Using human glioma cells, Jones and Tilak found that ShcD binds to Tie2, and that this binding leads to a synergistic increase in glioma cell invasion and malignancy.  Cells producing both ShcD and Tie2 were capable of enhanced matrix degradation compared to cells that produced ShcD or Tie2 alone.  Production of both ShcD and Tie2 also led to hallmark features of glioma cell migration and metastasis in downstream cell signaling pathways, providing further evidence that this protein synergy leads to more invasive gliomas.

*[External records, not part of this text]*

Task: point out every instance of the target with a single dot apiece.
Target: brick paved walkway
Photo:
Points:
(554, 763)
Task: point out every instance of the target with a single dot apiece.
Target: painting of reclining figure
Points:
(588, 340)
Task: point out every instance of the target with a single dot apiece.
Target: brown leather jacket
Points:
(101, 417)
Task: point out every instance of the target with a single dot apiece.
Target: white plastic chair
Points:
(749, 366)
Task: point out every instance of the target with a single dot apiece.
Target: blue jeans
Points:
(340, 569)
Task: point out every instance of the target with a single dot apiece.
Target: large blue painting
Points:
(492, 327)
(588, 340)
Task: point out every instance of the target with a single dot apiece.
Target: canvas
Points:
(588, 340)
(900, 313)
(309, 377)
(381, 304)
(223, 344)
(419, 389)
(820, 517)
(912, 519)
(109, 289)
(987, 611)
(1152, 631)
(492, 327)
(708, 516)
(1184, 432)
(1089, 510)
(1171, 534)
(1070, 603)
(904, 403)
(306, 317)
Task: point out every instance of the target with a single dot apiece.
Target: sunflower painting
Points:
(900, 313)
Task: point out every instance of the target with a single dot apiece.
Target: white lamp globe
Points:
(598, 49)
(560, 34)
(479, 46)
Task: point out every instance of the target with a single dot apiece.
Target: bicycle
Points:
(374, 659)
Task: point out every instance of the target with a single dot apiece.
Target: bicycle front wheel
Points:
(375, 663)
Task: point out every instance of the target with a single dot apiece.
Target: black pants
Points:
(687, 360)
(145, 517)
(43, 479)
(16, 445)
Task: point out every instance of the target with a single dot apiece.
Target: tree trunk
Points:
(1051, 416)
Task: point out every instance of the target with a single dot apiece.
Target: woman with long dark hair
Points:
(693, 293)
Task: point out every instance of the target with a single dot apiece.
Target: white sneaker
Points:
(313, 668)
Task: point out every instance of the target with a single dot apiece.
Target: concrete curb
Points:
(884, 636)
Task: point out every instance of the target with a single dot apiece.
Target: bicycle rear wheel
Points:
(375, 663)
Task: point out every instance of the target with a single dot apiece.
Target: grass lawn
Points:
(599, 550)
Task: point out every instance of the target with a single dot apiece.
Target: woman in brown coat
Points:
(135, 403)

The team also examined the ShcD and Tie2 interaction in a setting that more closely replicates the glioma environment in real life: three-dimensional brain organoids or “brains in a dish”.  They found that glioma cells producing both ShcD and Tie2 showed greater invasion into the surrounding tissue.

“With the use of three-dimensional cerebral organoids to model the disease, we were able to show that the glioma cells expressing both ShcD and Tie2 deeply infiltrated the organoids.  It was very cool to be able to visualize this invasion,” says Tilak.

The researchers then explored the clinical applications of their findings by mining human genomic datasets from cancer patients.  Their goal was to compare levels of ShcD and regulators of Tie2 signaling at different stages of tumour development. The datasets revealed an increase in ShcD and Tie2 expression in advanced stage gliomas.

“In patients with advanced gliomas, ShcD was highly correlated with markers of metastasis,” explains Tilak.

Elevated levels of ShcD were also correlated with reduced survival in patients with advanced gliomas. This finding highlights exciting potential for ShcD to serve as a clinical prognostic tool in glioma patients to determine whether a tumour is benign or more advanced.

“To understand the clinical implications of the protein synergy, we could next target the ShcD-Tie2 interaction and see whether this inhibits glioma cell invasion,” says Tilak.

The novel and exciting ShcD-Tie2 interaction revealed by this study adds important insight to our understanding of gliomas and paves the way for further research in the Jones lab on the role of ShcD in cell invasion and metastasis in other cancer types.

 

This study was carried out in collaboration with the Lalonde and Coppolino labs, Department of Molecular and Cellular Biology, and Roy Perlis and Steve Sheridan, Massachusetts General Hospital.